NORMAL, Ill. (AP) - Ask Michael McAvoy where he got his inspiration for a series of sculptures based on literary classics and he will say, “They all started with dumb ideas.”
But those “dumb ideas” have taken shape in several smart ways, providing new twists on “Frankenstein,” ”The Time Machine” and “I, Robot,” among others.
It all started with “Frankenstein and the Inhuman Genome.”
“I was sitting at home reading Mary Shelley’s ‘Frankenstein’ and, because I’m kind of a geek, I had PBS on,” said the associate professor of art at Heartland Community College.
The program was about the human genome and McAvoy began thinking, if Dr. Frankenstein were alive today, he would be working with DNA.
That molecule of an idea gave birth to a mixed media sculpture with an artist-bound book on a wooden pedestal of walnut and poplar with a representation of the DNA spiral included.
Like Dr. Frankenstein in the novel, McAvoy cobbles together different items to make his creations - such as an old upright clock he found at Monster Pawn that became the base for his “Time Machine” sculpture.
His most recent piece in the series, “iRobot,” was the center of attention during a recent Heartland board of trustees meeting. Board members and others at the meeting took a “field trip,” walking to the Instructional Commons North building, to see the sculpture - a clear torso of cast resin with a spine made of cellphones and a Nook tablet for a face.
Programmed using an EZ-Robot micro-controller and software, the head of the sculpture follows people around the room and the face changes expressions. Those actions caused mixed reactions, from smiles to fascination to a little discomfort.
“I was totally taken aback,” said board member Don Gibb.
As a former science teacher, Gibb liked the mixture of science and art in “iRobot” and the other pieces.
“Any time you can take two different fields and put them together makes it more interesting,” said Gibb. “I was very impressed with that and very impressed with him.”
But “iRobot” nearly didn’t make it to completion.
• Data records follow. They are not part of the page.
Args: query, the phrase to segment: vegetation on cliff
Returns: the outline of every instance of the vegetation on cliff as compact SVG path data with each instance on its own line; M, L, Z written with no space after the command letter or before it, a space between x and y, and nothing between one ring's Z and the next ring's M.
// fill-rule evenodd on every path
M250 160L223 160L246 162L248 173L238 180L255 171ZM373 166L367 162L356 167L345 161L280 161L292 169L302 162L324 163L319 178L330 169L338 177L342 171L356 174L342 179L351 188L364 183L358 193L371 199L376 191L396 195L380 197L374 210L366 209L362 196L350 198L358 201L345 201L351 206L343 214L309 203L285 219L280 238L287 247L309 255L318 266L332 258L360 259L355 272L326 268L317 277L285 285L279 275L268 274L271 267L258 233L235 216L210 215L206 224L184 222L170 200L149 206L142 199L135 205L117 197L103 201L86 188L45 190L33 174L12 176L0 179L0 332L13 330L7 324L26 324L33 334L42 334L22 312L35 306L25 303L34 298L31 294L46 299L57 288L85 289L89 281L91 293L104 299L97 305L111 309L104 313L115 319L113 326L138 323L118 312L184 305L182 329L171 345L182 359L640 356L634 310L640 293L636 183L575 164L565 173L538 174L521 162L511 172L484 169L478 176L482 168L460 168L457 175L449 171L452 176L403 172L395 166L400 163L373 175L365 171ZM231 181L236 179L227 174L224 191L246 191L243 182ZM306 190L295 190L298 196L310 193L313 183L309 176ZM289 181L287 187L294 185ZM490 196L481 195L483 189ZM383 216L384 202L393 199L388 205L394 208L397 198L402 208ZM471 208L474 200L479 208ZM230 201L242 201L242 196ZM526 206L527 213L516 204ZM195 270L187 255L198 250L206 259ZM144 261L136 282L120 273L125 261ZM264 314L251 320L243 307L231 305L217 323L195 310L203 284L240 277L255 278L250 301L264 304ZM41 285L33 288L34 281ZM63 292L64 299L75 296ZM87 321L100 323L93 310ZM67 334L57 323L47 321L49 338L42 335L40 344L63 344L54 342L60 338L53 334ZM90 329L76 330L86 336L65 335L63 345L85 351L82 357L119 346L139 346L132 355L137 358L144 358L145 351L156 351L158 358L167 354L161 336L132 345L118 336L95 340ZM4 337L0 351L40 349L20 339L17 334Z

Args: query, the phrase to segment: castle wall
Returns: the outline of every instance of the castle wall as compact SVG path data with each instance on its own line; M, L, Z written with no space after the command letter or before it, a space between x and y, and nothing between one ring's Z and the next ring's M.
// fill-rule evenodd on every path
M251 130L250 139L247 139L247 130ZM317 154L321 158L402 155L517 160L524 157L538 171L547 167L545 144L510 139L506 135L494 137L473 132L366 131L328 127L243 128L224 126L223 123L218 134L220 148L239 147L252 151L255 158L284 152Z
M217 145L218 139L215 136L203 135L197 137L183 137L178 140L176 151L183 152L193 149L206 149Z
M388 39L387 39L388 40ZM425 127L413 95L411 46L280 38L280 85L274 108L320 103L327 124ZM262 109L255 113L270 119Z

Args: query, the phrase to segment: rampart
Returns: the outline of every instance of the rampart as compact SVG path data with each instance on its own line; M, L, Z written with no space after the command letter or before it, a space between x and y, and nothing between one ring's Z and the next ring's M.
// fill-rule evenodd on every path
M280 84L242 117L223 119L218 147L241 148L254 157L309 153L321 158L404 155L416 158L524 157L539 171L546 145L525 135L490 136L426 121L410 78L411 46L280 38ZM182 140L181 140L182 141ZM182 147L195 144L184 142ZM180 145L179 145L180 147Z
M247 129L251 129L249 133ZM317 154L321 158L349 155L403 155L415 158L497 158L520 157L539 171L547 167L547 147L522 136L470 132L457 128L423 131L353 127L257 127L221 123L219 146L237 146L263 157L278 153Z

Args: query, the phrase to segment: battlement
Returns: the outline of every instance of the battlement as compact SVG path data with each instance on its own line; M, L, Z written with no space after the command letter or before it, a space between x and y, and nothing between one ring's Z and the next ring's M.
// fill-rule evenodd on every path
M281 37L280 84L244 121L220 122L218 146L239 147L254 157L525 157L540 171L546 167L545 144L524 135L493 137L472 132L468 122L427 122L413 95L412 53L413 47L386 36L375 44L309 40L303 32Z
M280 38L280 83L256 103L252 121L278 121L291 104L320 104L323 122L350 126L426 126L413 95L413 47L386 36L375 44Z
“When I realized this was going to be robotic, I kind of dumped it,” said McAvoy. But a sabbatical from the college gave him the time he needed to fully immerse himself in the project without interruption or distraction.
Sometimes he would awaken at 4 a.m. and work until midnight, he recalled.
“You can devote all your mental and physical energy,” he said.
He takes many of the techniques he uses in his sculptures and teaches them to his students.
“Something I try to instill in my students is that, with multi-media art, I’m not limited by my medium,” McAvoy told board members.
McAvoy describes his works as making “art about my romance with science.”
The idea for “The Invisible Man” came to him while he was seeing a new doctor. The doctor never made eye contact with him, McAvoy recalled, and “I wondered, ‘Was I invisible?’”
“The Invisible Man” mixed-media sculpture, which includes McAvoy’s own MRI and X-rays, speaks to those who feel invisible to doctors and insurance companies, he explained.
The purpose of the pieces go beyond the melding of science and art.
“Because I was dyslexic and had a hard time learning to read, I want to inspire others to read,” McAvoy said.
A young boy at an exhibit of McAvoy’s work peppered him with lots of questions about the sculptures and the books that inspired them, he recalled. As the boy left, McAvoy heard him tell his mother, “We have to go to a bookstore.”
“To me, that’s what it’s all about,” said McAvoy.